The data is available on this link. I pick the data that has 1000 observations ².

Code

## Project 2 --------
## Read in the data project 2
exams <- read_csv('data/exams.csv') %>% 
  clean_names()

specifically, the data 8 variables and 1000 observations regarding exams scores. The following are the variables in the data.

Code

# Pairs plot for the data ----
GGally::ggpairs(exams)

I also examine the differences in maths scores and parents education. We see that parents with low levels of education tend to have kids with extremely low scores. The average score does not appear to be affected as these parents also tend to have kids with high math scores.

Code

## Math scores and parent level of education ----
exams %>% 
  ggplot(aes(x = parental_level_of_education,
             color = parental_level_of_education,
             y = math_score)) + 
  geom_violin() + 
  geom_jitter() + 
  labs(x = "Parental Level of Education",
       y = "Maths Score",
       title = "Maths Score vs Parents Level of Education") + 
  theme(legend.title = element_blank(),
        legend.position = "top") + 
  coord_flip()

Maths Score vs Parents Level of Education

2.2.1 Race and Test Preparation: Chi-Square Test

To get a sense of people that take test preparation scores, I prepare a table. We see a clear difference in the number of people that take test preparation courses.

Code

## Summary of test preparation by race ----
exams %>% 
  count(race_ethnicity, test_preparation_course) %>% 
  arrange(n) %>% 
  gt()

race_ethnicity	test_preparation_course	n
group A	completed	20
group E	completed	47
group A	none	48
group B	completed	78
group E	none	81
group D	completed	103
group B	none	111
group C	completed	116
group D	none	181
group C	none	215

To test whether this difference is significant, we do a chi-square test. Chi-Square test is a statistical method which used to determine if two categorical variables have a significant correlation between them. The two variables are selected from the same population. Furthermore, these variables are then categorised as Male/Female, Red/Green, Yes/No etc.

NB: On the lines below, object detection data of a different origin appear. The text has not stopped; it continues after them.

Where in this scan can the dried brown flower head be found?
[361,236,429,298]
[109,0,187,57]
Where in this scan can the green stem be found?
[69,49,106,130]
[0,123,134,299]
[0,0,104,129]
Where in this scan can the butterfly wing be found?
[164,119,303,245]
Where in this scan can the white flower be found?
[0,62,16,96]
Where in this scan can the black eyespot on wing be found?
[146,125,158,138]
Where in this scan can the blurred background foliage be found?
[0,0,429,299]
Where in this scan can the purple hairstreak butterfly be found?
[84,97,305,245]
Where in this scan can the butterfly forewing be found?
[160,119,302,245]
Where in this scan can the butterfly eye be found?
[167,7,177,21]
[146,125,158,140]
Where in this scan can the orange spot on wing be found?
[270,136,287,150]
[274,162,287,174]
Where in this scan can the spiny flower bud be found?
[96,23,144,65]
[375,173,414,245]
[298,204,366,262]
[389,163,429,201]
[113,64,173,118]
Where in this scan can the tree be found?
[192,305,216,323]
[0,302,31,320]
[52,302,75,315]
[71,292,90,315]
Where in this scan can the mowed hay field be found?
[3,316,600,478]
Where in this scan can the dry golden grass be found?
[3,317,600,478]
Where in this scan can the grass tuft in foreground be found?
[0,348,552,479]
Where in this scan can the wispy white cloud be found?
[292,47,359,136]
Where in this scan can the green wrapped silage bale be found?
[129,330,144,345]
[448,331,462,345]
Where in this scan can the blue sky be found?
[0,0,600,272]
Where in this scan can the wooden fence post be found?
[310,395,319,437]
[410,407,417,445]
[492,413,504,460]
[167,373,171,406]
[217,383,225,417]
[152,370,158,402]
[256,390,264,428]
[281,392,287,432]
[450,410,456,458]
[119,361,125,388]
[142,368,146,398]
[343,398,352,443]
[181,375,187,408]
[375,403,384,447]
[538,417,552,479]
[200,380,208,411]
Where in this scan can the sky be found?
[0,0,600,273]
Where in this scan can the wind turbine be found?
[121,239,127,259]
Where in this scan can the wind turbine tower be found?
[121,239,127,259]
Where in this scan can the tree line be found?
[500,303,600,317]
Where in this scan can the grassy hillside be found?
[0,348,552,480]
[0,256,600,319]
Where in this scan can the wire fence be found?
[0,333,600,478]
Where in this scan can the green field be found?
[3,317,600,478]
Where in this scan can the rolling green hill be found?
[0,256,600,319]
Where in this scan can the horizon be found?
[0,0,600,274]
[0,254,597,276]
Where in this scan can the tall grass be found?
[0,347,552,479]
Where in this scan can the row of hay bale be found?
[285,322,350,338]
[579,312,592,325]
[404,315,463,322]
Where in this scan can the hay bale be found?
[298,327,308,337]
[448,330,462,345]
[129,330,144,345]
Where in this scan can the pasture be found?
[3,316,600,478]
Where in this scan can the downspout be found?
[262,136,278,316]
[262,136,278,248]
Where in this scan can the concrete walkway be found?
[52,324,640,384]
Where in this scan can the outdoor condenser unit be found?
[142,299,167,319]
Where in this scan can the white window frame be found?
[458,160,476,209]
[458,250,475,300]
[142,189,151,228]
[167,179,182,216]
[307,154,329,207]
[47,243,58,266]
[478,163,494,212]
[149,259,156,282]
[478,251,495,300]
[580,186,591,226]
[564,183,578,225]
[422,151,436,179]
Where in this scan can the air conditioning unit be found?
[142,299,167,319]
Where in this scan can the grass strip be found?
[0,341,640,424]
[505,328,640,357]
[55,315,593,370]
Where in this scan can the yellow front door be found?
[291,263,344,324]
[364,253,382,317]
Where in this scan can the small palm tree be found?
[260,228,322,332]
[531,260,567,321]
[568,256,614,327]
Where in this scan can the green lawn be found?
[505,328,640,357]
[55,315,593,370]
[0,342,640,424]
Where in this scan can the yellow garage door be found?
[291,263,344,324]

We test the following hypotheses:

H0: There is NO significant difference in the rate of taking test preparation scores by race.

H1: There is a significant difference in the rate of taking test preparation scores by race.

We now run the test.

Code

## Chi-square test for test prep by race ----
chisq.test(table(exams$test_preparation_course, exams$race_ethnicity))


    Pearson's Chi-squared test

data:  table(exams$test_preparation_course, exams$race_ethnicity)
X-squared = 4, df = 4, p-value = 0.5

The p-value of 0.5 means that we go with the null hypothesis. There is no significant difference in the rates that different races and ethnicity take test preparation scores.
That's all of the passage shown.